Frankly this cutesy crap is insulting to the hard working and responsible workers who log millions of hours doing their best to achieve safety perfection in an imperfect world. Expectations can be powerful and they are difficult to fake, You can tell me what a professional I am all you want, but if you patronize me with your ham-fisted attempts to manipulate me into working safety with a bunch of trinkets and crap that I probably will throw away before I get to my car I will know where you really stand.
Expectations can work against you too. When you implement a condescending Behavior Based Safety system you are telling me that you believe that left to my own designs you expect that I will act like a drug crazed baboon recklessly endangering myself and others. You tell me, through these programs, that you believe that I am all id, and that I am naturally inclined to disregard regulations, work unsafely, and generally act like a spoiled, willful child.
And when exactly did the safety professional get so superior to the rest of operations? I’ve heard safety professionals call injured workers “wimps” “cry babies” and “frequent fliers”. I’ve heard safety professionals deride “a good portion” of injured workers as milking fraudulent claims.
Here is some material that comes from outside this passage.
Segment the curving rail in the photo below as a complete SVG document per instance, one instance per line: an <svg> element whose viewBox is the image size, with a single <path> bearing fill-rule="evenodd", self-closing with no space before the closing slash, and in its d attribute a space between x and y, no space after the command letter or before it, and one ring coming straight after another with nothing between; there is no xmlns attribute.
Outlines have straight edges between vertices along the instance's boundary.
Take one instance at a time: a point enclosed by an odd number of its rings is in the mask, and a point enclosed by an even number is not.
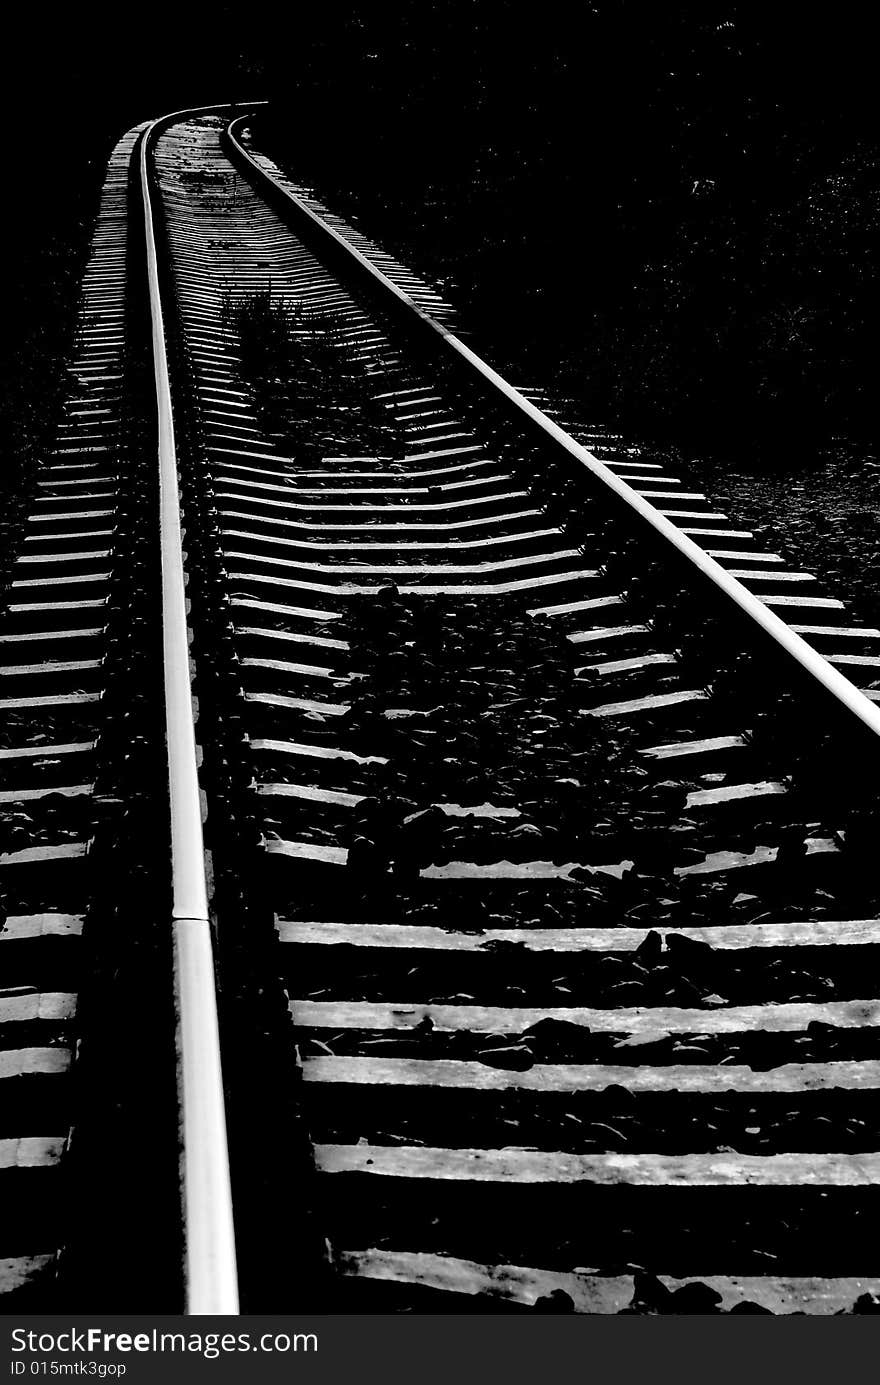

Safety professionals openly criticize managers and lazy do nothings and border-line criminals. Of course leadership are unenlightened dolts and Neanderthals who can’t be expected to care about safety.
Safety professionals have set themselves apart from too long and the day is coming where the rest of the workforce will ask safety professionals are you with it or against it? So here is what needs to happen. Safety professionals grow up; the things you think are cute, fun, and innovative are viewed by the workers as condescending, simple-minded, unprofessional, and insulting. Stop embarrassing yourself (and those of us in the safety professional who do expect professionalism and integrity from the workers) and stop insulting people. Your job isn’t to protect the workers, your job is to help the workers to protect themselves. And reminding me not to die isn’t the same as saving my life.